The rage inside of me needs to come out. Better the goblins than someone I love.
I square my shoulders and face the mirror. One step. One step—
“Another silent getaway, I see.”
Her voice drifts into the entrance hall, and I turn, my armor clattering with the movement.
She’s leaning against a pillar, arms crossed, one eyebrow raised.
“Rosalina,” I breathe.
“Not running off to the Briar this time. Home to the Spring Realm, then?”
There’s a sharpness to her tone. She’s … angry with me.
In the heat of the moment in the library, it was easy to pretend everything was fine, that I hadn’t left her alone, or that I wasn’t leaving again. But with me on the edge of another realm, there’s no hiding from the truth.
“Yes. That’s the plan anyway,” I say lowly.
She raises her chin in the air, eyes averted. “Well, you’ve been staring at that mirror for half an hour. You’re usually so eager to leave.”

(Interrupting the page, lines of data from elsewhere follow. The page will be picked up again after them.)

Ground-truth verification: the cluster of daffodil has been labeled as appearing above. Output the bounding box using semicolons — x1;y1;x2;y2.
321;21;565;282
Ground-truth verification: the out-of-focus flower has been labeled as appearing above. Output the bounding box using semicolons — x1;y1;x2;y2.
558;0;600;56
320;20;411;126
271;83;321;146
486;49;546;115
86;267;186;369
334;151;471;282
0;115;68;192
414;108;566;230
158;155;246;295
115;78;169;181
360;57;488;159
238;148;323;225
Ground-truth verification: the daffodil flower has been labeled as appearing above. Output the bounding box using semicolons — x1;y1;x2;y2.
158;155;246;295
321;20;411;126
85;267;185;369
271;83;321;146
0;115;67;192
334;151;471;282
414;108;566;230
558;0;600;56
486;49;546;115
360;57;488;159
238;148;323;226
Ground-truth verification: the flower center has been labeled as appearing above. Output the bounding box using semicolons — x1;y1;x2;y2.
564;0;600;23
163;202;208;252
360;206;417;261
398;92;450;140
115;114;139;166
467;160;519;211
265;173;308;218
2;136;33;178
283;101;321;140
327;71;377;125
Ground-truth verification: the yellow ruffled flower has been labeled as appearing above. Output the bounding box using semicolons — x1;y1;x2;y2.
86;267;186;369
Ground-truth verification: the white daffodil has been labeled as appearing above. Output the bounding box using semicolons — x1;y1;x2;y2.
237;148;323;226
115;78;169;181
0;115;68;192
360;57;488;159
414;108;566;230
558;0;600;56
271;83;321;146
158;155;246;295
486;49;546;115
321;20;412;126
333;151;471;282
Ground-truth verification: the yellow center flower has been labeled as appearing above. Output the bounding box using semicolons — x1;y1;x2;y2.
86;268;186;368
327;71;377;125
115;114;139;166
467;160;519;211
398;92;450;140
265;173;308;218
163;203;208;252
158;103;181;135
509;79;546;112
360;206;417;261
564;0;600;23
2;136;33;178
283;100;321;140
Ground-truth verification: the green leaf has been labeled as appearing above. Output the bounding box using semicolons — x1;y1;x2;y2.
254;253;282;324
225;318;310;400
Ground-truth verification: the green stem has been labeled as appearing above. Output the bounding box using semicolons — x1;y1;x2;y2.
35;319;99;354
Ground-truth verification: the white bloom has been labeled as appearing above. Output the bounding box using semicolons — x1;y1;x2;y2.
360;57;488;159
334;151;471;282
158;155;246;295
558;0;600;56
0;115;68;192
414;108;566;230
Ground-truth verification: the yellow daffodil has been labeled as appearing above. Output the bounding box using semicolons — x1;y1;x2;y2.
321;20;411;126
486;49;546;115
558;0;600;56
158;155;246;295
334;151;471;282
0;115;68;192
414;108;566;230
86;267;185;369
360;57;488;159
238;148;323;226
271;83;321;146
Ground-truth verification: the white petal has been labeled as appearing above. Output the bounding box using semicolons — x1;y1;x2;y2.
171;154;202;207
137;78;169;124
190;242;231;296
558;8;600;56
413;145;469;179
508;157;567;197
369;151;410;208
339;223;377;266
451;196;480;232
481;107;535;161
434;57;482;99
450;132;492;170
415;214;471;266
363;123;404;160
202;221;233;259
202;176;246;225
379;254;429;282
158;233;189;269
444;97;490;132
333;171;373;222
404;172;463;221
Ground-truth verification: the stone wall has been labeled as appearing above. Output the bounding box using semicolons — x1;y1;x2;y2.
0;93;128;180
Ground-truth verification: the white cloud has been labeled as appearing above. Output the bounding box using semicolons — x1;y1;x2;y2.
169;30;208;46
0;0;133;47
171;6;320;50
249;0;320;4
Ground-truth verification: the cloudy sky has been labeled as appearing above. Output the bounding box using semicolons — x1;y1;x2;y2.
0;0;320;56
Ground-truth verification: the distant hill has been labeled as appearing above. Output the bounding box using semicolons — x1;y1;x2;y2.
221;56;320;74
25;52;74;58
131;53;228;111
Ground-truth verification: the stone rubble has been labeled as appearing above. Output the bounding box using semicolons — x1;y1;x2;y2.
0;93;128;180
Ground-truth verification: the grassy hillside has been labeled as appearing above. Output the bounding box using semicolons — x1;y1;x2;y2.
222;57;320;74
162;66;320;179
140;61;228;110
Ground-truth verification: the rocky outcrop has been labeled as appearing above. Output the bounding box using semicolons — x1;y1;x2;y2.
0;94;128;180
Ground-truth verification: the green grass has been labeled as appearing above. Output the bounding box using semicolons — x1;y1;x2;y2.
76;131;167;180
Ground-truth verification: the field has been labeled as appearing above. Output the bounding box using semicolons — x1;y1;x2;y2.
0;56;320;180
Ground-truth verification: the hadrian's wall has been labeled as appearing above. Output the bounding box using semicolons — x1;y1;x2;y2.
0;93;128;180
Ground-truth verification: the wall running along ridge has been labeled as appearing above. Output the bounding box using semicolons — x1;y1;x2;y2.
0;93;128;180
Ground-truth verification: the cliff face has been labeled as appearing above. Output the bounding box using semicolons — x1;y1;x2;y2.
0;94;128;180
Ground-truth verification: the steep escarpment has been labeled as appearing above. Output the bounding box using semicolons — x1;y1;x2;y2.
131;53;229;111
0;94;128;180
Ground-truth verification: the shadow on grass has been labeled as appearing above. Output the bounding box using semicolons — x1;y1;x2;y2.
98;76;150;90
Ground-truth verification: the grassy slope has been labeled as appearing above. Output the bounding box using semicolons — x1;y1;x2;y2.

No wonder she’s Keldarion’s mate. In this moment, she could rival him in iciness. Who am I to blame her?
I owe her an apology for leaving her with Castletree in this state. For leaving her at all.
What do I say? That I never feel fear around the goblins or during the long, lonely nights, but she frightens me beyond measure? That each smile or touch she offers me is like a lightning strike, rending me to my core? And more than all of these things, I know it is only a matter of time before my determination breaks, and I will be hopelessly lost to her?
“Rosalina,” I manage, “I’m sorry.”
She sighs and walks over to me. Her every movement, from the sway of her hips to the exasperated pout, sends my heart pounding. “It’s okay. I know the goblins are wonderful company. Next time, I’m going to paint myself green and sharpen my teeth, so you’ll want to hang out with me.” She makes a ridiculous attempt at a scary face and holds her hands up like claws.
A low laugh escapes me and I reach forward, tucking a strand of hair behind her pointed ear. “They certainly don’t have your sense of humor.”
She sighs and rolls her eyes, pushing herself closer to me. “I just missed you.”
Despite my better judgment, I place my hands on either side of her face, lightly stroking her cheeks with my thumbs. “It’s easier this way.”
“Tell my heart that.”
The honesty of her words tears through me. What would she say if I offered every piece of myself to her? Would she have me? Would she break me?
One step to the Spring Realm. One question asked of Rosalina. I have the strength to do neither.